Today, I want to share with you the process I used to create my Autumn Typography piece. This project is over 500 MB, took over 14 hours to complete (mainly experimenting with different techniques), and contains over 400 individual layers. The final result can be seen in the image below.
Speed Art Video
The concept started with a few sketches. I roughed out the general composition and detailed a few elements. I knew the lettering would be created with the help of Photoshop’s 3D features so I didn’t spend too much time creating a detailed sketch of the overall piece. I fully anticipated this being a very fluid process.
Scene Set Up
I scanned the sketches and brought them into Photoshop. I extracted the bucket sketch and positioned it in a new scene. I also added a gradient background to start.

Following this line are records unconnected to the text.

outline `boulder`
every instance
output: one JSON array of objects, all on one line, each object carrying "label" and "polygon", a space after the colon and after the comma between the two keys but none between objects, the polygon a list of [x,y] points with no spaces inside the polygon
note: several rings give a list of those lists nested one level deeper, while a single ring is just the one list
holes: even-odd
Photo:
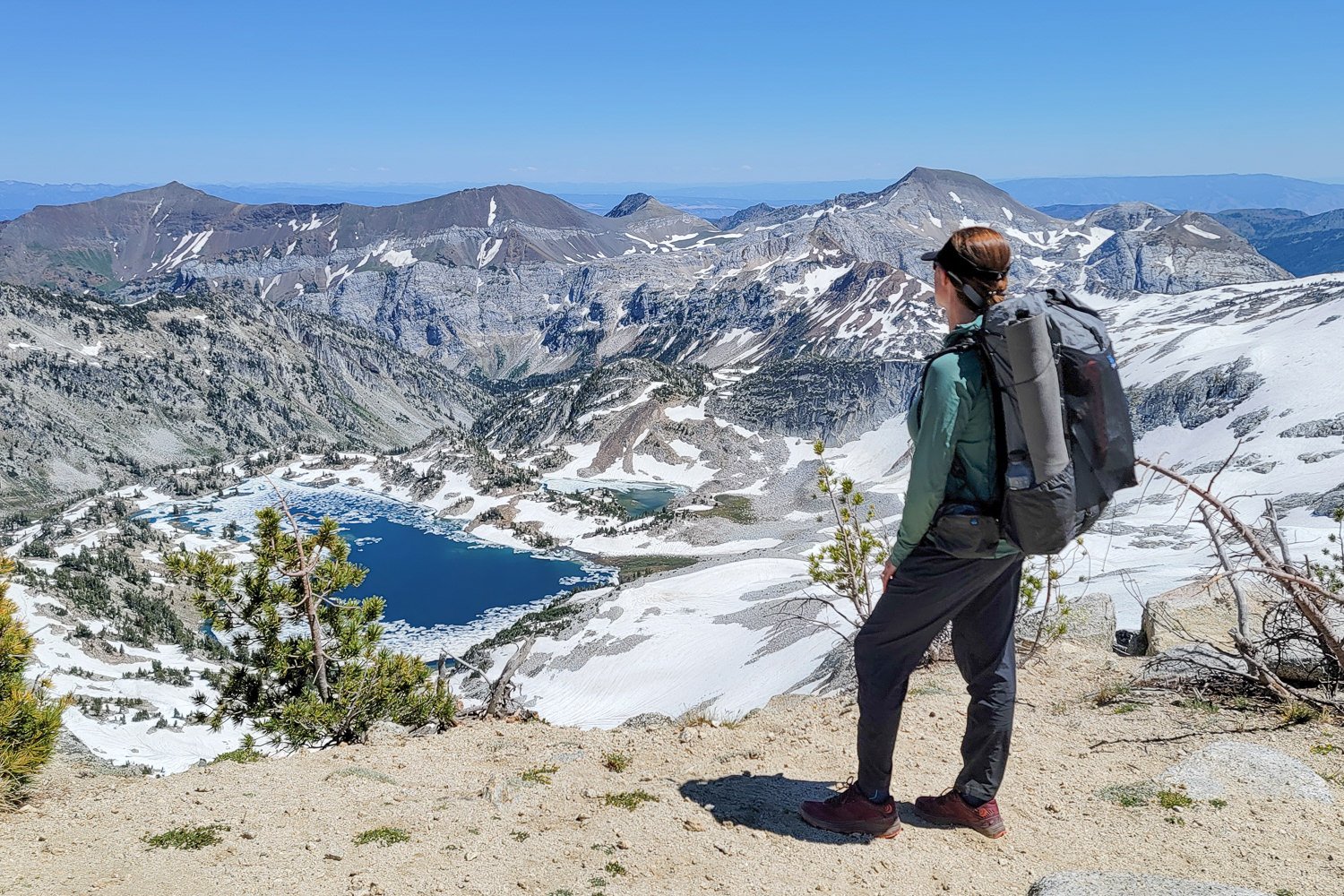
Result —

The next step was to work on the lettering. The font is a modified version of Century Gothic—edited using Illustrator. I then brought each letter back into Photoshop and converted them into separate 3D objects. I worked out their relationships in the scene.
Refining the Sketch
Now that the lettering was worked out, I could finish the sketch directly in Photoshop. I used some additional elements from my scanned sketches to fill out the scene. Using a Wacom Tablet (I highly recommend investing in one), I drew over the sketch to refine each element.
Creating Shape Layers
The next step required converting all elements into shape layers. I started with the letters, converting the face and sides into individual shape layers. At this point, I also gave each letter a separate color to better visualize the lettering.
I continued creating shapes for the bucket, stalks, pumpkins, and gourds.
Rather than working on the leaves from the main sketch, I used the more detailed sketch to create the leaf shapes.
Refining the Scene
I then placed the leaves in the scene with the rest of the elements. At this point, I also added the remaining elements, such as the twigs and acorns.
Next, I went through scene to add shading and highlights to each element.
The next, and longest step was to go through and add textures to each element. I used real-world textures to help texture my scene. For example, I found an interesting aged-metal texture that I used on many of the pumpkins and gourds. I also found a charred-wood texture which worked well for the acorn caps.
Lastly, I went back through the scene and added my final touch ups, such as additional shadows, shading and highlights, and atmospheric effects.